Vanessa Kosoy 29 Mar 2024 17:30 UTC
7 points
−7
Downvoted because conditional on this being true, it is harmful to publish. Don’t take it personally, but this is content I don’t want to see on LW.
- tailcalled 29 Mar 2024 17:41 UTC
  2 points
  0
  Parent
  Why harmful
  - Vanessa Kosoy 29 Mar 2024 17:47 UTC
    10 points
    3
    Parent
    Because it’s capability research. It shortens the TAI timeline with little compensating benefit.
    - tailcalled 29 Mar 2024 18:03 UTC
      3 points
      0
      Parent
      It’s capability research that is coupled to alignment:
      Furthermore it seems like a win for interpretability and alignment as it gives greater feedback on how the AI intends to earn rewards, and better ability to control those rewards.

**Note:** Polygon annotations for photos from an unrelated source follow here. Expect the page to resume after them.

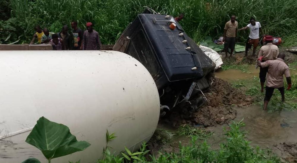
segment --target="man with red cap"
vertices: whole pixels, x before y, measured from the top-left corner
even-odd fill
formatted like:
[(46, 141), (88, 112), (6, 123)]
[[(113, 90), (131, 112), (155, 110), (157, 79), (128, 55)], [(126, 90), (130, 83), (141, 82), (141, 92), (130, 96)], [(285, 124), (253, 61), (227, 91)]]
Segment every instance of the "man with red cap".
[(83, 50), (100, 50), (101, 44), (99, 33), (93, 29), (93, 25), (91, 23), (87, 23), (86, 26), (87, 30), (83, 33)]
[[(262, 46), (259, 52), (258, 57), (260, 58), (260, 61), (264, 62), (270, 60), (276, 59), (279, 55), (278, 47), (272, 44), (273, 38), (268, 35), (265, 37), (265, 42), (267, 44)], [(261, 83), (261, 92), (264, 92), (264, 83), (266, 78), (266, 74), (268, 71), (268, 68), (260, 66), (260, 73), (259, 77)]]
[(274, 89), (278, 89), (282, 95), (282, 101), (285, 101), (285, 88), (284, 87), (283, 75), (284, 74), (288, 84), (287, 90), (290, 90), (292, 86), (292, 82), (290, 75), (290, 71), (285, 62), (285, 55), (283, 52), (279, 53), (277, 59), (275, 60), (268, 60), (263, 62), (261, 60), (264, 56), (260, 57), (257, 61), (258, 65), (262, 68), (267, 68), (268, 73), (267, 75), (266, 83), (266, 92), (264, 98), (264, 110), (266, 110), (267, 106), (272, 96)]

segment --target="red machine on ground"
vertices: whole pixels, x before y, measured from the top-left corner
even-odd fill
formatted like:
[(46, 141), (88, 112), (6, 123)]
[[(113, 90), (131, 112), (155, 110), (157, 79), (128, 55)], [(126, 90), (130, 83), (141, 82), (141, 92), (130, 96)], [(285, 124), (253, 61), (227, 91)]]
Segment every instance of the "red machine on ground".
[[(263, 45), (266, 44), (265, 43), (265, 38), (268, 35), (264, 35), (261, 39), (260, 42), (261, 45)], [(282, 38), (279, 37), (273, 36), (273, 41), (272, 41), (272, 44), (274, 45), (279, 45), (282, 44)]]

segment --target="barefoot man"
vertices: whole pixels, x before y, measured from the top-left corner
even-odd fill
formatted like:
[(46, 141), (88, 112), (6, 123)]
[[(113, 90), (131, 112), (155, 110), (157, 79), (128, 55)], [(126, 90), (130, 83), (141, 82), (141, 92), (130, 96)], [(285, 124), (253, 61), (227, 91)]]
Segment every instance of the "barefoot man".
[(283, 75), (285, 74), (288, 84), (287, 90), (290, 90), (292, 86), (292, 82), (290, 75), (289, 67), (284, 61), (285, 55), (281, 53), (278, 58), (275, 60), (270, 60), (264, 62), (261, 62), (263, 57), (261, 56), (258, 59), (258, 65), (262, 67), (268, 67), (268, 73), (267, 75), (266, 83), (266, 92), (264, 98), (264, 110), (267, 108), (267, 106), (273, 94), (274, 89), (278, 89), (282, 95), (282, 101), (285, 101), (285, 88)]
[(230, 48), (231, 50), (230, 53), (231, 57), (235, 47), (235, 41), (238, 29), (238, 23), (235, 20), (236, 19), (235, 15), (232, 15), (231, 19), (226, 23), (224, 28), (223, 41), (225, 42), (224, 49), (226, 57), (228, 56), (228, 49)]
[[(258, 58), (262, 57), (261, 60), (262, 62), (269, 60), (276, 59), (279, 53), (277, 46), (272, 44), (273, 37), (271, 36), (267, 36), (266, 37), (267, 38), (266, 39), (265, 42), (267, 44), (266, 45), (261, 47), (258, 56)], [(260, 82), (261, 83), (261, 92), (263, 92), (264, 91), (264, 83), (265, 83), (266, 74), (268, 71), (268, 68), (267, 67), (267, 66), (266, 67), (260, 67), (259, 78), (260, 78)]]
[(256, 50), (259, 44), (259, 39), (260, 38), (259, 33), (262, 33), (262, 28), (261, 27), (261, 24), (258, 22), (256, 22), (254, 18), (252, 18), (250, 20), (250, 23), (246, 27), (241, 28), (238, 31), (246, 30), (249, 29), (249, 36), (247, 38), (247, 43), (245, 46), (245, 56), (247, 56), (247, 52), (249, 49), (252, 47), (253, 45), (253, 55), (256, 54)]

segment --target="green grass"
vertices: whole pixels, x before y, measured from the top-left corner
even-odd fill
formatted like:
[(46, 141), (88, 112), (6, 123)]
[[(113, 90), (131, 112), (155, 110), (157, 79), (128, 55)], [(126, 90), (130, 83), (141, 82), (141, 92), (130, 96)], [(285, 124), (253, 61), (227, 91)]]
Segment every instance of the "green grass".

      Coupling alignment to capabilities is basically what we need to survive, because the danger of capabilities comes from the fact that capabilities is self-funding, thereby risking outracing alignment. If alignment can absorb enough success from capabilities, we survive.
      - Vanessa Kosoy 29 Mar 2024 18:15 UTC
        1 point
        −8
        Parent
        I missed that paragraph on first reading, mea culpa. I think that your story about how it’s a win for interpretability and alignment is very unconvincing, but I don’t feel like hashing it out atm. Revised to weak downvote.
        
        Also, if you expect this to take off, then by your own admission you are mostly accelerating the current trajectory (which I consider mostly doomed) rather than changing it. Unless you expect it to take off mostly thanks to you?
        tailcalled 29 Mar 2024 21:12 UTC
        2 points
        −4
        Parent
        Also, if you expect this to take off, then by your own admission you are mostly accelerating the current trajectory (which I consider mostly doomed) rather than changing it. Unless you expect it to take off mostly thanks to you?
        Surely your expectation that the current trajectory is mostly doomed depends on your expectation of the technical details of the extension of the current trajectory. If technical specifics emerge that shows the current trajectory to be going in a more alignable direction, it may be fine to accelerate.
        Vanessa Kosoy 30 Mar 2024 6:46 UTC
        4 points
        2
        Parent
        Sure, if after updating on your discovery, it seems that the current trajectory is not doomed, it might imply accelerating is good. But, here it is very far from being the case.